Christmas PC sales stable but not spectacular

IDC says Christmas period was in line with the performance of the retail market in Q3 - essentially flat.

PC sales over Christmas were stable, but not spectacular.

Compaq sales director Andrew Seerden says Christmas sales were strong -— from a “sell-in” point of view — into the reseller channel.

“Retailers have been saying it’s been relatively flat year on year and also that it’s taken off later than the year before, and that’s been a trend for the past three years.”

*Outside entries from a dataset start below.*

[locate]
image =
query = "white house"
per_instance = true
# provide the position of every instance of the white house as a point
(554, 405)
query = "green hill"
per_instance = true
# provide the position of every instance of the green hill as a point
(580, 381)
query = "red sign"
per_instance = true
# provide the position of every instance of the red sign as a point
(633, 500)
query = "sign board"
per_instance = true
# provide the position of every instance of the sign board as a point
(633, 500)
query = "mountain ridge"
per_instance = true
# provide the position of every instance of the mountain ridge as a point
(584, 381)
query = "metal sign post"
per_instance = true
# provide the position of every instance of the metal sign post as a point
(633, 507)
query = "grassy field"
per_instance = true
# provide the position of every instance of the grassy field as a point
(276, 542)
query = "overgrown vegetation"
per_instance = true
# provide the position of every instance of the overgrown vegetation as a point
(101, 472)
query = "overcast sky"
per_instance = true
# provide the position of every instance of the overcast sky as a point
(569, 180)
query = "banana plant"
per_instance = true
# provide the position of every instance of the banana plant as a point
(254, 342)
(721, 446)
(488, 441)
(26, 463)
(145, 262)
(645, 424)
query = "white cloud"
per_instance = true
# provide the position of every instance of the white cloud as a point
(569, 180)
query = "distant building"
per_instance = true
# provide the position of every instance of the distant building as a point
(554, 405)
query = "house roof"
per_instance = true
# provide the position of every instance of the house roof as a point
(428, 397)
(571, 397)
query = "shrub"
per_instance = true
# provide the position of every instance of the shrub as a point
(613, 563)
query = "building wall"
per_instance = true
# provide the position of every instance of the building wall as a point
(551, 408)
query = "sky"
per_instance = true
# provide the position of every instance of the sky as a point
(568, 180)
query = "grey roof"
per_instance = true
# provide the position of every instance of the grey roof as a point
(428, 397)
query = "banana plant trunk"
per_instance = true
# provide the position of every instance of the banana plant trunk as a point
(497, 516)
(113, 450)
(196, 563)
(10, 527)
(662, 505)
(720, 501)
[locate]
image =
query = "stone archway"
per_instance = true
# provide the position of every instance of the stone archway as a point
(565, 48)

HP consumer business unit manager Mike Carden of Auckland says Christmas sales were strong, with lower interest rates before Christmas stimulating a reasonable demand. He says Christmas sales were up by about 30% on 1997. However, he says there were other periods — such as around July 1998 — which were stronger than the 1998 Christmas period. That was surprising but he puts it down to concern over what effect exchange rates would have on PC prices. He says HP noticed “exaggerated seasonality” all year. “The back-to-school period was incredibly strong.” He says HP suspected Christmas might follow the same pattern, but instead it was in line with the original forecast.

He says the sales channel matured a lot in 1998. “From a brand point of view you had a lot of activity from the Harvey Normans and the Noel Leemings, which are really going hammer and tongs at it.” Carden also says there was a lot more mainstream PC advertising.

IDC New Zealand general manager Dinesh Kumar says the early feedback is that Christmas was a bit soft for the retail segment, and below expectations. The Christmas period was in line with the performance of the retail market in Q3 — essentially flat. “But it seems the government market and the smaller SME [small to medium-sized businesses] market did better than expected.” He says that 1998 as a whole seemed to perform better than expected.

Ross Allan, general manager of Dell New Zealand, says Dell is less affected by the Christmas market because of its concentration on the corporate market. “We did some very good business in November and December corporately, and I’m expecting January to be a very strong as well.” He says the Asian crisis was positive in terms of manufacturing and production costs.

A director of Christchurch-based Green PC Company, Rob Fasher, says growth in 1998 was stable compared to the big growth the company experienced in the previous two years. He says there is always a drop-off in demand between September and November. “But it was a lot more severe last year. That’s consistent with the government announcing that the country — three months prior — had officially been in recession.”